Drop in replacement for zlib 1.2.11 with optimizations from various sources.
This fork is based on the official zlib repository: https://github.com/madler/zlib
-
Optimizations from Intel without the new deflate strategies (quick, medium)
crc32: crc32 implementation with PCLMULQDQ optimized folding
deflate: slide_hash_sse in fill_window
deflate: use crc32 (SIMD) to calculate hash
https://github.com/jtkukunas/zlib -
Optimizations from Cloudflare
deflate: longest_match optimizations (https://github.com/cloudflare/zlib/commit/31043308c3d3edfb487d2c4cbe7290bd5b63c65c)

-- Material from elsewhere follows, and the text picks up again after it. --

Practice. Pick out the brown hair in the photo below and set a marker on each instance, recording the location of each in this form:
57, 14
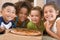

https://github.com/cloudflare/zlib -
Optimized longest_match
https://github.com/gildor2/fast_zlib
Adapted function to use crc32 (SIMD) to calculate hash and integrated match compare optimization from above -
Other small changes
put_short optimization (https://github.com/Dead2/zlib-ng/commit/666581bbc17eaea62acb47cf47ab35a037e9b9d0)
https://github.com/Dead2/zlib-ng -
Optimizations for ARM
adler32: Adenilson Cavalcanti <[email protected]>
fill_window: Mika T. Lindqvist <[email protected]> -
adler32-simd from Chromium
https://github.com/chromium/chromium/blob/master/third_party/zlib/adler32_simd.c
-
Support and optimizations for MSVC15 compiler
Support for _M_ARM64
Use __forceinline -
Use tzcnt instead of bsf
This improves performance for AMD CPUs -
Implementation optimized for modern CPUs (Intel Nehalem)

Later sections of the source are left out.